Their warm colors split in dots of changing shapes form a stunning contrast with the cold blue and perfectly defined leaves of the remaining water lilies.
This picture was taken one month ago. Now the leaves have been blown away, and Fondation Claude Monet is closed until next 1st April.
November 8, 2010
In his water garden at Giverny, Claude Monet planted tall trees like weeping willows, ash trees, chestnut trees, poplars, copper beeches…
They were underplanted by shrubs that offered their interesting foliages, flowers, berries, and scents: roses, tree peonies, azaleas, rhododendrons, viburnums, Japanese maples, ferns…
These shrubs were underplanted by flowers, for example flag irises, to provide a touch of vibrant color.
Thus, Monet created a little world that resembled a clearance in the woods.
He liked to feel blended with nature. Staring at the reflections of the sky into the pond, he could loose any notion of himself and merge into the waterscape.
May 1, 2010
Early in the morning, long before the first visitor arrives in Monet’s garden at Giverny, rays of orange sunshine stroke the Japanese bridge of the water garden, while a light mist raises from the pond.
Monet, who was an early bird, loved to get up before sunrise, in order not to miss a second of the dramatic show of light and water.
January 14, 2010
It was a dream come true for me to enter Monet’s garden at sunset to take pictures of the dusk.
Cold Winter days finish in a symphony of very tender colors, soft pinks and blues, whereas milder days generally offer dramatic sunsets with flaming reds on low clouds.
As it was last week, it was just incredible to be there, in the absolutely empty garden, walking around the frozen water lily pond waiting for the sky to change.
During the Winter parenthesis, when it is closed for five months, Giverny stops being iconic. Monet’s pool is no more the motiv for world wide known canvases. It becomes a patch of nature again, a very small place indeed lost in the frozen landscape. The realm of wild life.
October 30, 2009
Fall is a talented artist who paints beautiful works on Monet’s water lily pond at Giverny.
Late October is the best time to admire the warm reflection of foliage on the surface so often painted by the master of Impressionism.
Liquidambars, weeping willows, poplars, taxodium, beech, chestnut trees all offer their brightest tones duplicated by the mirror of the lake.
Then the breeze comes like a magic stick to blur it all and turn the perfect images into nature’s brushstrokes.
And the little green bridge is there to frame it all.
July 10, 2009
The dock offers good views on the small bridge over Monet’s pond at Giverny.
There are six bridges in Monet’s water garden, the biggest being the one Monet painted so often. But the smaller bridge at the other end of the pond is very charming also.
This side of the garden is bathed by the sun in late afternoon. The warm light generates beautiful reflections on the surface.
One would like to do like Monet, just sit down and gaze at the water for hours, scrutinising the changing colors of nature.
October 15, 2008
A big copper beech shades Claude Monet’s water garden at Giverny.
It is a very old tree, dating back to Monet’s time. It must be over 100 years old, a survivor from the original garden Monet planted.

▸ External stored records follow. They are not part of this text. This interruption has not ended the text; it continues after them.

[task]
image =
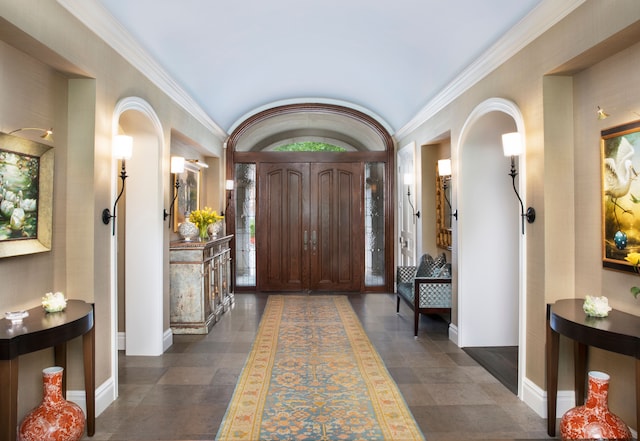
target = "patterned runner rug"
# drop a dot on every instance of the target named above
(313, 374)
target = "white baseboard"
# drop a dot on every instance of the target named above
(167, 340)
(105, 395)
(536, 399)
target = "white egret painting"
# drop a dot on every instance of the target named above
(621, 195)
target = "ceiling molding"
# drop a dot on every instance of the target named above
(104, 25)
(543, 17)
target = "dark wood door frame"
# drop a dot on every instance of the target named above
(385, 156)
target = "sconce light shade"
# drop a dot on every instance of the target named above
(122, 146)
(444, 167)
(512, 144)
(177, 164)
(47, 134)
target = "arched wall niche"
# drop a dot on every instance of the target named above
(139, 236)
(487, 202)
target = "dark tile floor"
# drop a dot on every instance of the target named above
(183, 394)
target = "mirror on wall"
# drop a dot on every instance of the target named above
(444, 214)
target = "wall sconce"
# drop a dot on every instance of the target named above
(601, 114)
(444, 170)
(408, 178)
(47, 134)
(197, 162)
(512, 146)
(122, 149)
(177, 167)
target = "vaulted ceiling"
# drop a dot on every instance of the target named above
(390, 58)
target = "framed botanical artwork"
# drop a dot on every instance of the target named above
(26, 196)
(188, 194)
(620, 147)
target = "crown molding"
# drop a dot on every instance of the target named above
(536, 23)
(100, 21)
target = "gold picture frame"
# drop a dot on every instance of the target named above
(620, 154)
(26, 196)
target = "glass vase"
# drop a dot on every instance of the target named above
(203, 233)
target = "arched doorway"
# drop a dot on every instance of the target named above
(490, 246)
(321, 220)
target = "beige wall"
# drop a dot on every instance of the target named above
(563, 167)
(55, 73)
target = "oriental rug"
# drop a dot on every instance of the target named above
(313, 375)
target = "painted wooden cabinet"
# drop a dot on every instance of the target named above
(200, 277)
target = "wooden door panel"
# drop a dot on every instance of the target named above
(282, 261)
(336, 223)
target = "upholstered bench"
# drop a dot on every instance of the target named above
(425, 288)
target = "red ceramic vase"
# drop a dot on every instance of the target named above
(593, 421)
(55, 419)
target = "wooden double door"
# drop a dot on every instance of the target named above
(309, 232)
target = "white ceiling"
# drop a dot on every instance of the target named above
(389, 58)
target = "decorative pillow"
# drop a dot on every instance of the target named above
(426, 267)
(440, 260)
(444, 272)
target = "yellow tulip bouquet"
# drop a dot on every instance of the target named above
(203, 218)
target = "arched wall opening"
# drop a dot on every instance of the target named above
(137, 297)
(370, 145)
(490, 244)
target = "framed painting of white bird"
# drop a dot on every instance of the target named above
(620, 148)
(26, 196)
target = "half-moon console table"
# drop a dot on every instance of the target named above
(618, 332)
(41, 330)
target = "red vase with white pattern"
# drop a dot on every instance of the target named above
(55, 419)
(593, 420)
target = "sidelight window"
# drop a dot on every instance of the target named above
(374, 224)
(245, 220)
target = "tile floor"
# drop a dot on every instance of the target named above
(183, 394)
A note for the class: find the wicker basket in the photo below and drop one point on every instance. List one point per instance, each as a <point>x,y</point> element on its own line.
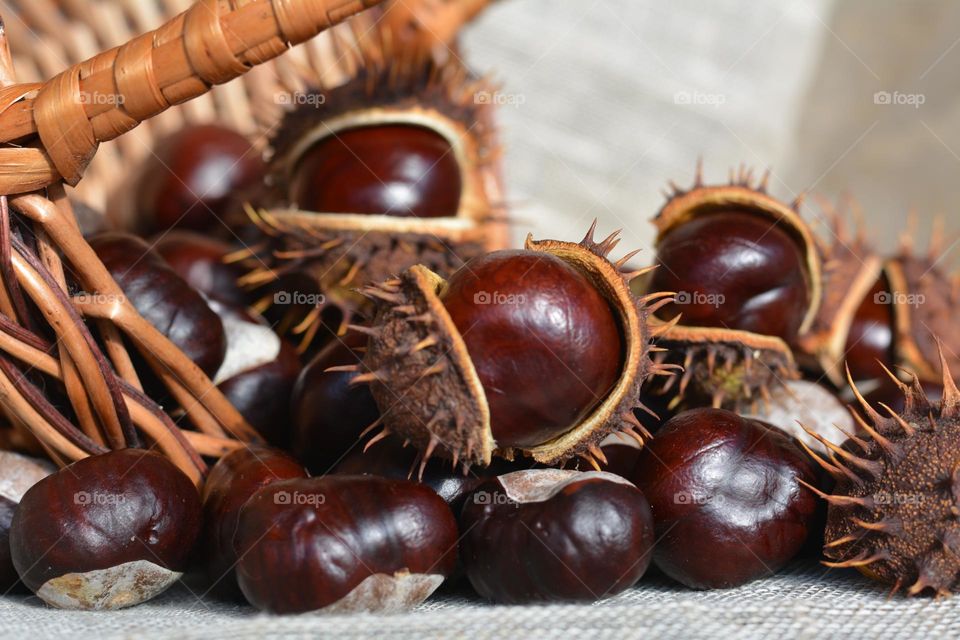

In October, Autumn has come and the beech is not copper anymore but brown, as you can see from its reflection in the waterlily pond. The rest of the season this senior among the trees in the garden has strange powers.
There is a magic in it: when you stand under its branches and you look up, its leaves are perfectly green. But seen from a distance they become dark red.
Certainly one could find a scientific explanation for this magic, but please! don’t tell me. I prefer not to know.